十八史略・巻七北宋:哲宗(6)

北宋の大儒・程伊川

十八史略・原文

而弟頥爲之序曰。周公沒、聖人之道不行。孟子死、聖人之道不傳。道不行、百世無善治。學不傳、千載無眞儒。無善治、士猶得明夫善治之道、以淑諸人以傳諸後。無眞儒、天下貿貿焉、莫知所之、人欲肆而天理滅矣。先生生于千四百年之後、得不傳之學於遺經、辨異端、息邪說、使聖人之道復明於丗。蓋自孟子之後、一人而已。頤甞語人、欲知吾之道者、觀此序可矣。

十八史略・書き下し

し而弟頥之が為に序かきて曰く。

周公没して、聖人之道行われ不。孟子死して、聖人之道伝わら不。道行われ不らば、百世善きまつりごと無し。学伝わら不らば、千載まことの儒無し。

善き治無くとも、士猶お夫の善き治之道を明かにするを得ば、以て諸人の以て諸後に伝うるをくせしむ。真の儒無からば、天下貿貿たりて、之く所を知る莫し、人ほしいままを欲し而天のことわり滅ぶなり

先生千四百年之後于生れて、伝わら不る之学を遺経於得て、異端を弁け、邪説を息め、聖人之道を使て世於復た明らかならしむ。蓋し孟子之後自り、一人而已と。

頤嘗て人に語れり、吾之道を知らんと欲する者は、此の序を観ば可矣と。

十八史略・書き下し

そして弟の程頤が、兄の程顥の墓碑に序文をこう書き記した。

「周公が世を去って、聖人の道は実行されなくなった。孟子が世を去って、聖人の道は伝わらなくなった。道が実行されないと、百世代の間よい政治は実現しない。学が伝わらないと、千年の間本物の学者は出ない。

しかしよい政治が実現しなくとも、志のある者は、周公のよい政治がどのようだったか明らかにすることが出来る。そうすることで、大勢の人が後世によい政治を伝えられるよう手伝う。しかし本物の学者がいなければ、天下は真っ暗で、行き先がどうなるかもわからない。人は勝手放題に振る舞いたがり、天から与えられた理性が滅んでしまうのだ。

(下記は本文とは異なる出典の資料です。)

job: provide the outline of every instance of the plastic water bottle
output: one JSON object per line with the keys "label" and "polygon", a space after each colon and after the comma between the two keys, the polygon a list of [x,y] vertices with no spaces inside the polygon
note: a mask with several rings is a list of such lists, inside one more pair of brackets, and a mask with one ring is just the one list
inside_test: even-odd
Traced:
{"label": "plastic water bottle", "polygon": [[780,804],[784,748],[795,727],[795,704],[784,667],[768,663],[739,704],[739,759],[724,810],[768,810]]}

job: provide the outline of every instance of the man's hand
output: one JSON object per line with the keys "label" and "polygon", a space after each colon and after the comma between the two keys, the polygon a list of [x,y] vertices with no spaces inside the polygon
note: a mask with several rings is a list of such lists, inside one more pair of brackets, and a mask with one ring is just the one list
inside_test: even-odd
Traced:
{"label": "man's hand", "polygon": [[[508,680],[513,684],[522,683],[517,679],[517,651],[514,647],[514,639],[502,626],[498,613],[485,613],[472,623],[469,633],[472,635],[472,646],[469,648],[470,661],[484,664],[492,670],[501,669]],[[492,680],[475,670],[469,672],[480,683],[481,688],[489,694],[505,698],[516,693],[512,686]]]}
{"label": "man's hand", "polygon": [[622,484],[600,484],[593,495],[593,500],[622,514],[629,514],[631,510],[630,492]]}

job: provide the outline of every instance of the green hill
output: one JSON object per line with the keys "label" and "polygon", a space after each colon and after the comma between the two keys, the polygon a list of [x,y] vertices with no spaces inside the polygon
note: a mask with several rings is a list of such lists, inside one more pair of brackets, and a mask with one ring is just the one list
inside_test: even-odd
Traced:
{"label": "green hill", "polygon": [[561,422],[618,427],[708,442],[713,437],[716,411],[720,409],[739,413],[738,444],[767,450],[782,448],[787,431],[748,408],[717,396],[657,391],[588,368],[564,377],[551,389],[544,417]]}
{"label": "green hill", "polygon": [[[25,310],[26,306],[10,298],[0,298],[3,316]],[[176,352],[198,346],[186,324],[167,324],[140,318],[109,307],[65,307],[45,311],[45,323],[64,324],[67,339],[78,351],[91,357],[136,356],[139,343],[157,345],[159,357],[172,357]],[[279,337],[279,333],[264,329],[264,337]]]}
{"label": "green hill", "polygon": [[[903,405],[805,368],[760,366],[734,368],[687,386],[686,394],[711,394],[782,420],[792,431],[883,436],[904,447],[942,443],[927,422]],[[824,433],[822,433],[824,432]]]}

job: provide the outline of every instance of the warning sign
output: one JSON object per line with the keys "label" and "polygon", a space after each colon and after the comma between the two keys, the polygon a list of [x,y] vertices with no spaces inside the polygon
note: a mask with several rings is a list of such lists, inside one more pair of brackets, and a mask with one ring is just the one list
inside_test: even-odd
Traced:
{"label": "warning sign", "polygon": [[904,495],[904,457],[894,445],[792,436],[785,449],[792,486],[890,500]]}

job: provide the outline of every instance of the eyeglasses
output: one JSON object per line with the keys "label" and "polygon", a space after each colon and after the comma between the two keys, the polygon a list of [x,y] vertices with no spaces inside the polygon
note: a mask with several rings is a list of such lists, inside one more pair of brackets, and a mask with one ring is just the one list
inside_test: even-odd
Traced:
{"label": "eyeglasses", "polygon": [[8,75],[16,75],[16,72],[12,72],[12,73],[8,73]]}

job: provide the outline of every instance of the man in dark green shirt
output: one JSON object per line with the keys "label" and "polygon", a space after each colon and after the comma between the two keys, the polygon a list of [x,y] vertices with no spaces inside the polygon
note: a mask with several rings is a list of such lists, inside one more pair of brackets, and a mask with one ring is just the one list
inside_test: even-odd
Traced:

程明道先生は、孟子から千四百年の後に生まれて、伝わらなかった学を残された経典から読み取り、異端を切り捨て、邪説を無視し、聖人の道を世の中に再び明らかにした。思うにそれが出来たのは、孟子以後ではただ一人だけだ。」

程頤は以前人に語ったことがある。「私の思想信条を知ろうと思うなら、この序文を読めば分かるだろう。」

十八史略・訳注

頥:音イ。=程頤(伊川)。1033-1107。
程頤 程頤

林本のこの部分は、頥と頤が混用されている。誤植ではないか。

頥頤

周公:周王室の一人で、摂政を務めた周公旦。

孟子:BC372?-BC289。

以淑諸人以傳諸後:「淑」は”修養して立派になる”と『大漢和辞典』に言う。目的語に「諸人…」とあるから、記号はないが使役に読んだ。林本は上中下点まで使ってここ前後を複雑に読んでいるが、訳者の知らない何らかの典拠でもあるのだろうか。

貿貿:目がかすんであたりのはっきりしないさま。くもって暗いさま。

異端:正統でない思想や学説。なお『論語』の時代には、そのような意味は無かった。論語為政篇16「異端を攻むるは」を参照。